Tobias returned his gaze, still looking skeptical, but more alive than he had since before Roger had helped him out of his closet the night before. “Everything makes me uncomfortable. Even the normal stuff that shouldn’t.”

“I’m not talking about the normal stuff. There’s nothing normal about being too drunk to see straight.”

“He hasn’t done that,” Tobias protested, “in a long, long time.”

“Yeah, well. Even if it’s just enough that makes you feel uneasy, or it’s a headache to get him back to the motel, you gotta tell him that the next day. That ain’t right. Takes two to tango, and he’s not the only one calling the shots.”

Tobias nodded. “That hasn’t happened . . . in a while. Jake’s—he cares. He notices when I’m upset. Even though that’s everything, even the dumb stuff.” He spoke quietly, not quite meeting Roger’s eye.

“It ain’t dumb if it makes sense according to everything you’ve ever known,” Roger told him.

“It feels dumb,” Tobias said, in a tone that could almost be called bitchy. Roger hid a smile behind his coffee mug. “But it’s better than it was,” Tobias added a moment later. “Or it doesn’t get to me like it used to. And I’ve learned—” He hesitated, glancing at Roger and then away.

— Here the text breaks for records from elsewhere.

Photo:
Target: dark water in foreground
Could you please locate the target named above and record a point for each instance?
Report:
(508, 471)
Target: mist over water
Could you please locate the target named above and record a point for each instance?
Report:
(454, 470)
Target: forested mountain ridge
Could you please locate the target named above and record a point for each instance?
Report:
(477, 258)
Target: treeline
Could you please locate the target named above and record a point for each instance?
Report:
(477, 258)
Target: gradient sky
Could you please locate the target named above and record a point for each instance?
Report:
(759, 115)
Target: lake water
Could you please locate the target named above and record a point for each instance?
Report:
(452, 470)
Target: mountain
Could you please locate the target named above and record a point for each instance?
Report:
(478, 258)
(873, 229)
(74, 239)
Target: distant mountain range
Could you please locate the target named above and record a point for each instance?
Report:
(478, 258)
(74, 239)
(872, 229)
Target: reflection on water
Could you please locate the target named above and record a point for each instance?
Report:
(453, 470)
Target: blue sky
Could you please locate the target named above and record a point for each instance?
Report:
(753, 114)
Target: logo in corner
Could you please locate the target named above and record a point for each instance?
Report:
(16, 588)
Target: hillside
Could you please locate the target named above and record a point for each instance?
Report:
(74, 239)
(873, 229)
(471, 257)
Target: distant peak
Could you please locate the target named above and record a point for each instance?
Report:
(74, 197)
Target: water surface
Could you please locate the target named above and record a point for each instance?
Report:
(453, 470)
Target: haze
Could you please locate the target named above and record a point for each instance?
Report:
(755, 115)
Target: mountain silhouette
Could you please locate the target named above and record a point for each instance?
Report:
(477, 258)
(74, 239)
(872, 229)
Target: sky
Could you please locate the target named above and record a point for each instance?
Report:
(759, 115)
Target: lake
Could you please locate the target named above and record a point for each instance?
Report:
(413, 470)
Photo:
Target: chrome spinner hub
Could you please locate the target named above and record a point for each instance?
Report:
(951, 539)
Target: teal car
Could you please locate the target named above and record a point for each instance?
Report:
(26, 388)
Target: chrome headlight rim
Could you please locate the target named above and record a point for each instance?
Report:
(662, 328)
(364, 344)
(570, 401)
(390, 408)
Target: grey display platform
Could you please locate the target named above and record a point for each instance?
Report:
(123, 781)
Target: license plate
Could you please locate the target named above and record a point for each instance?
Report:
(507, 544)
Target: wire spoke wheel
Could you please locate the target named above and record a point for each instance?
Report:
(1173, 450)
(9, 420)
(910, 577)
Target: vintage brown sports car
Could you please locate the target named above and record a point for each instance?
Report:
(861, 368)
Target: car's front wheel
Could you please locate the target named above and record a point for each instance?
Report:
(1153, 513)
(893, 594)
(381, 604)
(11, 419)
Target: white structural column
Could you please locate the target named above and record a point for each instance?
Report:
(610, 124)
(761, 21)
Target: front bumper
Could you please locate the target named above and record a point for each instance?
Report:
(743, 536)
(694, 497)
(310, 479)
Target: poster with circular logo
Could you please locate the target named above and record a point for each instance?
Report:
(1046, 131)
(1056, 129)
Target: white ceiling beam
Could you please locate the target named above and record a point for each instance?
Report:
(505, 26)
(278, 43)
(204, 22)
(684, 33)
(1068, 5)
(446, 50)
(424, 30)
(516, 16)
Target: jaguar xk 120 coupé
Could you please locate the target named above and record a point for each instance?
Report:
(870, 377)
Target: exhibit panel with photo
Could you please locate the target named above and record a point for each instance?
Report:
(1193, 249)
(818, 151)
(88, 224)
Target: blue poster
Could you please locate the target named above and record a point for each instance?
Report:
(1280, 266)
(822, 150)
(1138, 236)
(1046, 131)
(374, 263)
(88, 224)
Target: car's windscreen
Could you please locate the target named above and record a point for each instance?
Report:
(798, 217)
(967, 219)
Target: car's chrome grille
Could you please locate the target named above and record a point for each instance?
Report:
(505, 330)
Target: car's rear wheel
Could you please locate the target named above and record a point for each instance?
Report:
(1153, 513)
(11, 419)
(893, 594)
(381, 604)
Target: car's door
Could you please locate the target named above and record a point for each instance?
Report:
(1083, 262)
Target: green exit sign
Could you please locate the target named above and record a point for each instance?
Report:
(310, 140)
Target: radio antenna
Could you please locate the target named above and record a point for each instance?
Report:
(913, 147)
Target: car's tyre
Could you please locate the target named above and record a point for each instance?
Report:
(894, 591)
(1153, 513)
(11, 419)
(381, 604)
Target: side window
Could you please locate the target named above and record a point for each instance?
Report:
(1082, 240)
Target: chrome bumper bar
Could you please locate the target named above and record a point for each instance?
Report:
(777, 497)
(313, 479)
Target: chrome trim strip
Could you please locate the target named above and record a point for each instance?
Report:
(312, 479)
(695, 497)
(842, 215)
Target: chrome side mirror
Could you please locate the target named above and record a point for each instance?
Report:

“Yeah?” Roger prompted. “You figured out how to wind Jake round your little finger? Don’t figure that would take much effort.”

That got him a hint of a smile. “No, I mean . . . it took a while, but I figured out that it makes him happy if I pretend to care more than I do, about the little stuff. Even if it’s just where we’re having dinner.

I’ll talk about how all I really want is Mexican food, but there’s no Mexican restaurant in the next town, and I act like it’s the end of the world.

Stuff like that. Do you think that’s okay, if I pretend like that?

I don’t lie about anything more important. ”

Roger huffed a laugh. Someday this kid was going to give him a damn heart condition if he kept saying heartbreaking stuff at this rate. “Sure, kid. Ain’t nothing wrong with that. How’ve you been doing since, uh . . . West Virginia?”